Косясь на стоявшего рядом Торка, Уинтроу четко, как учили, стукнул в дверь.
— Входи, — отозвался изнутри отец.
Он уже сидел за небольшим столом. Белая скатерть, хорошая посуда… Стол был накрыт на двоих, и Уинтроу замер на пороге, отчаянно спрашивая себя, — может ли быть, что его появление уже помешало какой-то встрече?…
— Да входи же, — повторил отец, и нотка раздражения прозвучала в его голосе. — И дверь закрой, — добавил он чуточку мягче.
Уинтроу повиновался, но остался стоять, где стоял, недоумевая, что могло от него на сей раз потребоваться капитану. Может, его вызвали прислуживать за столом отцу и какому-то важному гостю? Отец был в хорошей одежде — почти как на званый прием. Синие облегающие штаны с синей же курткой, рубашка цвета сливок, а волосы, смазанные маслом, отливают золотом в свете масляной лампы… — Уинтроу, сын мой, подойди и сядь здесь со мной. Забудь на некоторое время, что я — твой капитан. Поешь как следует, и давай поговорим с тобой по-простому.
Отец указывал на стул и тарелки напротив себя… и тепло улыбался ему. От этого Уинтроу только почувствовал себя в западне. Он подошел на цыпочках и осторожно уселся. Пахло жареной бараниной, пареной репой с маслом и яблочным соусом. И вареным горохом с мятой… Только диву даешься, какую остроту приобретает обоняние после нескольких дней на черством хлебе и сальном вареве из солонины. Тем не менее Уинтроу принудил себя соблюдать должные манеры. Чинно разложил на коленях салфетку и стал ждать, чтобы отец велел начинать трапезу. Он не забыл сказать «с удовольствием!», когда отец предложил ему вина, не забывал благодарить после каждого блюда. Уинтроу чувствовал, что отец наблюдает за ним. Но, наполняя и опустошая тарелку, взглядом с ним старался не встречаться.
Если отец задумал этот обед и хорошее обращение в качестве взятки за примирение — он просчитался. Желудок Уинтроу постепенно наполнялся, все кругом как бы говорило ему о возможности возвращения к достойному существованию… И вместе с тем в душе росло ледяное ощущение надругательства. Вначале Уинтроу просто не знал, что сказать этому человеку, который с видимым удовольствием наблюдал за своим сыном, поглощавшим еду, точно изголодавшийся пес… а теперь ему требовалось усилие, чтобы удержать язык за зубами. Пришлось вспомнить жреческую науку. «Не выноси суждений и воздержись от каких-либо действий, — поучали его, — пока не поймешь, каковы истинные намерения противостоящих тебе…» И он ел, пил да помалкивал, исподволь наблюдая за отцом. В конце концов тот самолично поднялся, чтобы переставить на буфет их тарелки. И предложил Уинтроу десерт — сладкий крем с фруктами.

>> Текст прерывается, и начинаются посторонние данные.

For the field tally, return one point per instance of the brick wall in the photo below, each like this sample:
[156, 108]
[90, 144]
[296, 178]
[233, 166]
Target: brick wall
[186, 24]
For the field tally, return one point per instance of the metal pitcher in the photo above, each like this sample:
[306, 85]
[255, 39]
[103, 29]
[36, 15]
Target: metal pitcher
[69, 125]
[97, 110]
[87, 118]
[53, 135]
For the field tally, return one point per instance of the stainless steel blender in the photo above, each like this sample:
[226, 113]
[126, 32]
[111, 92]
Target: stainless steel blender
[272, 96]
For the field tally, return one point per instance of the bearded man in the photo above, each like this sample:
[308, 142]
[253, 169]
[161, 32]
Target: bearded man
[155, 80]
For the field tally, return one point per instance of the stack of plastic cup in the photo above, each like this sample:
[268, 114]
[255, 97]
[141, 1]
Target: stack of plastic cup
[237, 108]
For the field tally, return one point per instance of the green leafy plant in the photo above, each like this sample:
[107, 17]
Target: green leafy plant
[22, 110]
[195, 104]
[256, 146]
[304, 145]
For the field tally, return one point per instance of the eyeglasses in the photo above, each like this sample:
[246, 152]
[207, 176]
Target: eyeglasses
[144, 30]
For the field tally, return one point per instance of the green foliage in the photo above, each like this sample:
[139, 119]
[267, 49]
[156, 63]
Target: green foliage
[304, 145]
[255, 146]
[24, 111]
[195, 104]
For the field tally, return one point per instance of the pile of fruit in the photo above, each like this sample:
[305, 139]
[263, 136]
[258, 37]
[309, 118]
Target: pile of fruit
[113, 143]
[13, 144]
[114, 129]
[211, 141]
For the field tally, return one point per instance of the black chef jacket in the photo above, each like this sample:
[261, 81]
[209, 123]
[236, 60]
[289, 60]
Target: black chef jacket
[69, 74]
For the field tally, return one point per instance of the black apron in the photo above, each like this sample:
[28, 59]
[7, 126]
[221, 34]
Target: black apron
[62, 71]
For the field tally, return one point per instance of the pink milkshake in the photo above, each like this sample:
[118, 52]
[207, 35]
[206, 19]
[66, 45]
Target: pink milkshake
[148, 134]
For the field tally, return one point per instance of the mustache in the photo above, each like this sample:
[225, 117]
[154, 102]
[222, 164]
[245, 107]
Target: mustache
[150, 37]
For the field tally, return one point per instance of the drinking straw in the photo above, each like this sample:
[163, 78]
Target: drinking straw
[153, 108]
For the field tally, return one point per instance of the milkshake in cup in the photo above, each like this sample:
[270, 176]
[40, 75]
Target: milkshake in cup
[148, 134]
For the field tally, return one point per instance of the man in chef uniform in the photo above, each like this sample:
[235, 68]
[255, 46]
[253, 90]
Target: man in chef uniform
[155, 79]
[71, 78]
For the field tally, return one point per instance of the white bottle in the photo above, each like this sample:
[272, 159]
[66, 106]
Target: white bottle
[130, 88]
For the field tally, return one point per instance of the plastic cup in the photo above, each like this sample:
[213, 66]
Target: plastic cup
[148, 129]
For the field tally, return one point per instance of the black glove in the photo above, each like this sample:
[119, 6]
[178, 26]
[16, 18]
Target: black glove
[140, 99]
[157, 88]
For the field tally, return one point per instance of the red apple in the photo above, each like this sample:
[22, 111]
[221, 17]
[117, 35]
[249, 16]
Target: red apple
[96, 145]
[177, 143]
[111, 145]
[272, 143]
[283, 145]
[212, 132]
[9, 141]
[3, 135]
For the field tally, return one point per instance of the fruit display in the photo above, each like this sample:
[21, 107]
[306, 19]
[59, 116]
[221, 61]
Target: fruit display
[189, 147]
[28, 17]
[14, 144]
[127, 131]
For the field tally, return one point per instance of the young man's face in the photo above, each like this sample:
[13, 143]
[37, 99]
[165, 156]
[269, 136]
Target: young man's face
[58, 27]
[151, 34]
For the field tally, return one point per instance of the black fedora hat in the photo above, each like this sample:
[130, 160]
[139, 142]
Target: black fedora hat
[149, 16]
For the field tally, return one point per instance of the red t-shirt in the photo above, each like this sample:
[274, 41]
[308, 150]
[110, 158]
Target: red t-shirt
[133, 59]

— Спасибо, — поблагодарил Уинтроу, сумев произнести это совершенно спокойно. Глядя, как отец усаживается обратно за стол, он уловил и понял: вот сейчас и узнаем чего ради все затевалось.
41
Склянки — во времена парусного флота — судовые песочные часы из стекла в деревянной оправе, обычно подвешиваемые, чтобы качка меньше влияла на точность отсчета времени. Самой распространенной была получасовая «склянка». Переворачивая такие часы, вахтенный ударял вколокол: отсюда выражение — «бить склянки».